Unfortunately, many American high schools do not teach these skills and when they do, it is not at a level that makes high school graduates competitive. Schools need to face these challenges by reforming both what is being taught and how it is taught. Using concrete examples, the authors demonstrate that even though it is a daunting task, it is possible. Citing cases like that of the Zavala Elementary School in East Austin, Texas, where an average family makes $12,000 per year and the Audubon Elementary School in Cabot, Mass., where the average family makes $90,000 per year, Murnane and Levy review the tortuous routes taken to effectively institute reforms within the school system. In these different contexts, reform was accomplished through adherence to what Murnane and Levy dub the Five Principles. These same principles are at the heart of the management strategies of the companies that succeed in today's economy by continually improving the quality of the goods and services they produce. The Five Principles (as the authors apply them to educational strategies) are as follows:

* Teachers, students, and parents have to understand that skill requirements for good jobs are changing very fast and schools have failed to keep up with these changes.

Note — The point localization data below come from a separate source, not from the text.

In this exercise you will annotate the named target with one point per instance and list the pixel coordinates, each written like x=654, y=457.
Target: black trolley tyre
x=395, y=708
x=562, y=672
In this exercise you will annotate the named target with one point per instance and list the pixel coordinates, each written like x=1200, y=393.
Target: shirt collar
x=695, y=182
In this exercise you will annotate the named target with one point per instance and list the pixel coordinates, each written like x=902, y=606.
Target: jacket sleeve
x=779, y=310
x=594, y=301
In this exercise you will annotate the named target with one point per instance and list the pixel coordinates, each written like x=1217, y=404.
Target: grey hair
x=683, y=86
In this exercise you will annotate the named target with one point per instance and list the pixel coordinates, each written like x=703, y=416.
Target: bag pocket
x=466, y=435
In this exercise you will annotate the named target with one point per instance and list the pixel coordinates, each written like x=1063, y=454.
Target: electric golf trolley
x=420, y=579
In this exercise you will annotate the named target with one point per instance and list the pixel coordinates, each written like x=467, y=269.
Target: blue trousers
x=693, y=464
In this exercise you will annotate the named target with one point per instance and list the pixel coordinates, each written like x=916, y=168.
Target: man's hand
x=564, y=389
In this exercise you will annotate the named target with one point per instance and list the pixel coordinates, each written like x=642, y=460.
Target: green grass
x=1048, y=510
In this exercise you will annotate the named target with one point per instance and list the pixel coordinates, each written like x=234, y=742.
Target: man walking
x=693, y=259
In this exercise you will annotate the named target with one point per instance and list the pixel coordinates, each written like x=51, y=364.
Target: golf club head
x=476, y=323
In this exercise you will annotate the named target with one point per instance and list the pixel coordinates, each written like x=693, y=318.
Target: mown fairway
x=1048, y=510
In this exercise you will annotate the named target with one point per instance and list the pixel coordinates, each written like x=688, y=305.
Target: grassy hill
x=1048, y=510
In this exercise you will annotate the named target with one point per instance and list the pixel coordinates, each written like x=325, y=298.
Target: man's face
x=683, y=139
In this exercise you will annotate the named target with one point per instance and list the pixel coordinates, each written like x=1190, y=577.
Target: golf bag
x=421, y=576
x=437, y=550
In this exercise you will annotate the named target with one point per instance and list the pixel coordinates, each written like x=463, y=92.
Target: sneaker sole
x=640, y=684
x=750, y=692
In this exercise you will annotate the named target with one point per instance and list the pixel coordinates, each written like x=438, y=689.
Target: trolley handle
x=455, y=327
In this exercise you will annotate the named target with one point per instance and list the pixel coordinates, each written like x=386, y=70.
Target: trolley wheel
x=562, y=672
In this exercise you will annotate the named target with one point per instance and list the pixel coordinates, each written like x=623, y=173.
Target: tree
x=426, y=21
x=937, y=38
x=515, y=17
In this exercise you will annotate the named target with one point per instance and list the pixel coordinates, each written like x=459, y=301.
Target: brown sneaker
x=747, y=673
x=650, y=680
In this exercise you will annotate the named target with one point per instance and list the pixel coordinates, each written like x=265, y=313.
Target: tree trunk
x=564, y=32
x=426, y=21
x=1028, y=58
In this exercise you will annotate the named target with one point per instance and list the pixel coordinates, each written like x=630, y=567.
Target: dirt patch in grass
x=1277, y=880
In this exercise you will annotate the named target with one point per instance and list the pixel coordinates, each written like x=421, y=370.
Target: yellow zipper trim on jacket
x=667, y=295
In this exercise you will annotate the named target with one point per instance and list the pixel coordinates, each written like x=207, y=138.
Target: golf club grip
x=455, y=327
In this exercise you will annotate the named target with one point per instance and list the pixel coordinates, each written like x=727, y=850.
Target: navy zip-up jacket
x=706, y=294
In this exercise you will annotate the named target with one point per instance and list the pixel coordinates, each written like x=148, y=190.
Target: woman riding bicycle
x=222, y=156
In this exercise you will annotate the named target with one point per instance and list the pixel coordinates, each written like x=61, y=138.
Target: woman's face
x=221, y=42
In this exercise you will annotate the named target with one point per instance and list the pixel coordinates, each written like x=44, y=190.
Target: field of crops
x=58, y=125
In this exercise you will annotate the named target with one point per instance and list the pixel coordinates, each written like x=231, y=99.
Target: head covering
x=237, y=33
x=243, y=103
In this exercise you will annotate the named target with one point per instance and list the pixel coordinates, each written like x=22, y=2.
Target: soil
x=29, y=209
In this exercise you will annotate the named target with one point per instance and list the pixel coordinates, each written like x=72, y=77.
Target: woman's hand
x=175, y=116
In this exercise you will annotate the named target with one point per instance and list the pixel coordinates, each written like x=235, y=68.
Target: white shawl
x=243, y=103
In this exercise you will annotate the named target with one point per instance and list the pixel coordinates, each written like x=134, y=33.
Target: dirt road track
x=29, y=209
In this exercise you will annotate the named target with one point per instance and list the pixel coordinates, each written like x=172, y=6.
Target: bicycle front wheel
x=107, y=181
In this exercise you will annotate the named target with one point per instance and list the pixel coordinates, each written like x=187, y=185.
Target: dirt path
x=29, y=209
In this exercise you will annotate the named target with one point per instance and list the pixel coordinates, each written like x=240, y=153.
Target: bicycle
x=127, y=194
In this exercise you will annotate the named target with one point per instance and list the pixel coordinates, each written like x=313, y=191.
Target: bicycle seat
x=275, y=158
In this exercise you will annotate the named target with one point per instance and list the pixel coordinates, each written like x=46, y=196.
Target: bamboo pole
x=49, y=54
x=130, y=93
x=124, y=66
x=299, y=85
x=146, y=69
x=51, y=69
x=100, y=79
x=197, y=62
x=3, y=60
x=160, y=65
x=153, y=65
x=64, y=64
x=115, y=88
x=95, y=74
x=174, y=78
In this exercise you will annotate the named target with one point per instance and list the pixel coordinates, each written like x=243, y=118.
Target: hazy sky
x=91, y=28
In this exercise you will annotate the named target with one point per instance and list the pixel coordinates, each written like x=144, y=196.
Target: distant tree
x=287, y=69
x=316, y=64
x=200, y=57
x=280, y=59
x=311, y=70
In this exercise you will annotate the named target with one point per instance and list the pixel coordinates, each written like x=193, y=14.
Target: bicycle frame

* Students have to be made to see the connection between what they are learning in school and their future job prospects. Teachers must be given the opportunities and incentives to learn about the changing job market and to change their teaching methods so they reflect the New Basic Skills.

* Professional development for teachers has to go beyond one-day workshops or graduate courses at colleges and universities. Direct teacher participation in the planning stages of professional development programs is necessary.

* Currently, student achievement is measured through tests that emphasize the so-called memorization of facts. Such tests are not comprehensive enough to measure many of the New Basic Skills, which, in addition to the ability to structure problems and to test solutions, include facility in writing clear English and the ability to work constructively in groups. So, new forms of testing are necessary.

* Finally, school reform is only possible with perseverance and learning from mistakes. The changes that are needed cannot be brought about by "magic bullets."

Through concrete examples, Murnane and Levy methodically map the direct relationship between the world of work and that of school. The result is a timely book for parents, teachers, administrators and, yes, politicians. The reader is left with the familiar but often forgotten truism that patience is the key for all who are genuinely interested in school reform. Ideas need to tried and tested. Sometimes they work and other times they fail. Still, as the authors demonstrate, a tenacity of purpose will eventually yield desirable results.

Teaching the New Basic Skills is an instructive and inspiring book for those interested in seeing high school education produce a competitive citizenry for an ever-expanding global market. And, the authors believe, a high school education will resume its formal critical role of allowing people to gain access to the middle class without the expense of a college education.